Among the top earners in 2012 was the CEO of what was then called Talisman Energy (now Repsol) —an oil company —John Manzoni who earned 18.6 million dollars that year. He had formerly been CEO of BP. Since then John has gone on to become the Permanent Secretary of the Cabinet Office in the UK, the second most senior civil servant position in the British Cabinet Office.
Rounding out the top ten paid CEOs in Canada in 2012 was Al Monaco, CEO of Enbridge, a company that builds pipelines. Al made a pitiful 12.1 million dollars that year. In 2015, Steven Williams of Suncor Energy Inc made just 12.2 million, and in 2016 Doug Suttles of Encana Corp made 17.5 million. Granted, all of that oil wealth seems measly compared to the 182.9 million that the CEO of Valeant Pharmaceuticals, Michael Pearson, made in 2015. Most of these earnings are not salary and are either exempt from taxes or taxed at a lower rate than regular income.
These individuals should not be treated as scapegoats and that’s not my intention.

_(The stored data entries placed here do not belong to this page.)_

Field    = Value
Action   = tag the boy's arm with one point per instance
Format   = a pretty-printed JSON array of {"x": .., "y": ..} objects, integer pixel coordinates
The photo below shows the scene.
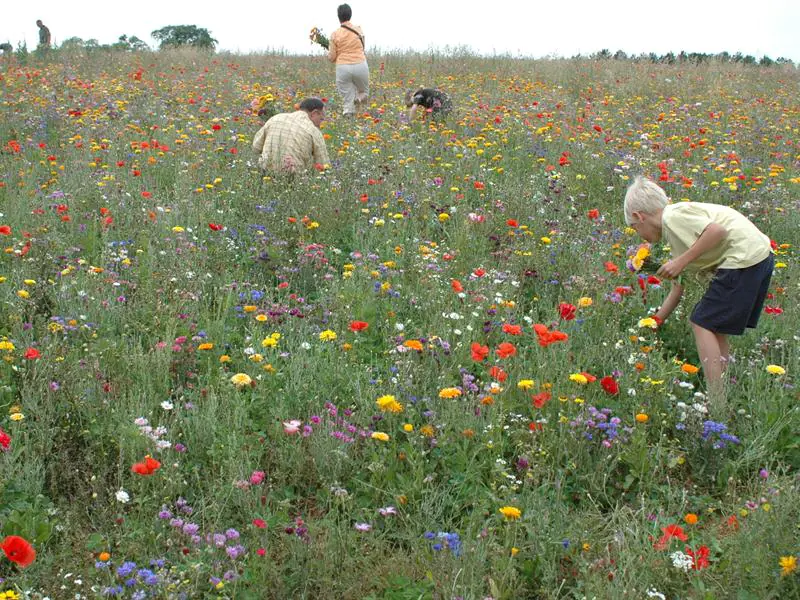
[
  {"x": 670, "y": 302},
  {"x": 712, "y": 236}
]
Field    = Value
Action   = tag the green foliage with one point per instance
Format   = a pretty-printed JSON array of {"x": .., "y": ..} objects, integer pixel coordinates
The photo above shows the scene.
[{"x": 175, "y": 36}]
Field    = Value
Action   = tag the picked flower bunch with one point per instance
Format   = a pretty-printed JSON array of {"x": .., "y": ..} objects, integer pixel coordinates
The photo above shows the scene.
[
  {"x": 264, "y": 105},
  {"x": 317, "y": 37}
]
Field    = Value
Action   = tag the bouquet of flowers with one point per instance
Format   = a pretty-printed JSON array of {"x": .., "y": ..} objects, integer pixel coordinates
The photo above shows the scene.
[
  {"x": 317, "y": 37},
  {"x": 264, "y": 106}
]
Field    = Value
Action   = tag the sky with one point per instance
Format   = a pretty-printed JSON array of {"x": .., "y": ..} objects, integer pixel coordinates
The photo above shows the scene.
[{"x": 519, "y": 28}]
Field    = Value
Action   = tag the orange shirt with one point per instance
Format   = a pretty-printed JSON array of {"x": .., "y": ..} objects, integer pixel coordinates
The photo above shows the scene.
[{"x": 345, "y": 47}]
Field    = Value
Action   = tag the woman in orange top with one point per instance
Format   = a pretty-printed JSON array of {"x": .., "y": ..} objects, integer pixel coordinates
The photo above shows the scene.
[{"x": 346, "y": 49}]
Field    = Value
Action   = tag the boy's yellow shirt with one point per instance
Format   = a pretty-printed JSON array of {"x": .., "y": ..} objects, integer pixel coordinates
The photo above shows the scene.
[{"x": 744, "y": 246}]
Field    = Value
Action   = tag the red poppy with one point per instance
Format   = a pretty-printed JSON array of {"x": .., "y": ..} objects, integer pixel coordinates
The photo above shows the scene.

They are likely all very hard working, and highly skilled. What I resist is a kind of austere thinking about our economy that has come to dominate public discourse, and which frames problems in a way that damns us if we do or if we don’t, all while incredible wealth continues to flow to a very small portion of society. The problem is not lack of wealth, the problem is in the way we’re thinking about the problems.

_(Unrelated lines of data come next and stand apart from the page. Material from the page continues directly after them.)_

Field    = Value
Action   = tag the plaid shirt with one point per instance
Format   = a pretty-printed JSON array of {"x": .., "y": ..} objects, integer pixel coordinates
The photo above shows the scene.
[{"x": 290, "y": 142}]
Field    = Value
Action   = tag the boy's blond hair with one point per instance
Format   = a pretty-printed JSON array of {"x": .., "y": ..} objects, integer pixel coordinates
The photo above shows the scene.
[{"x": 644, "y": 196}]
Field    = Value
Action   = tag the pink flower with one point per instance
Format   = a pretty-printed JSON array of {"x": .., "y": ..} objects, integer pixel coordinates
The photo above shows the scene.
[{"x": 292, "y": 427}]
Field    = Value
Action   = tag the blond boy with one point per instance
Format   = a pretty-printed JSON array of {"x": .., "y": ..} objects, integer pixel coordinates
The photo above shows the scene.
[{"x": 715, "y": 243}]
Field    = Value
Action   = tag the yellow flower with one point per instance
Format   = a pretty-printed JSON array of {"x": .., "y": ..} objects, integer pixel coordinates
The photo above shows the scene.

I believe that if our institutions like public education and media were functioning as they should, people would not only find the figures I’ve listed above indecent, they would also be angry and extremely concerned about the consequence of the world’s increasing consumption of oil and other fossil fuels (the world hit 100 million barrels of oil produced per day for the first time at the end of last summer.
Climate change is not something happening far away, either in time or in place. Between 1973 and 2010 average annual ice coverage on Lake Superior declined by 79%. The Arctic has warmed more rapidly than the rest of the planet, changing the temperature gradient of the earth, the ocean currents and wind patterns (like the jet stream) have also changed, leading to increased extreme weather events, such as the one in one hundred year rain event that Houghton, Michigan experienced late last spring; the the third such one in one hundred year event they’ve had in the last 10 years. These extreme weather events cost us collectively, as they destroy public infrastructure as well as private property. Much more severe and costly consequences are now locked in no matter what we do tomorrow, as military officials are fully aware. The cost and severity will continue to rise as long as the world’s consumption of fossil fuels increases, tracked closely by the earnings of Canada’s top CEOs relative to the rest of us.
Political leaders, and civically minded individuals must take note.
If people knew how great the risk from a rapidly changing climate is to the quality of life that their children and grandchildren will have (if things continue as they are, those who are kids right now will live to see calamity at a scale that will surpass the World Wars), maybe rather than meeting around a convoy of fuel-inefficient trucks to express our fear and anger, we’d be united by different forms of public discourse about the economy, the challenges facing the region and the country, and just what it means to live “the good life” anyway.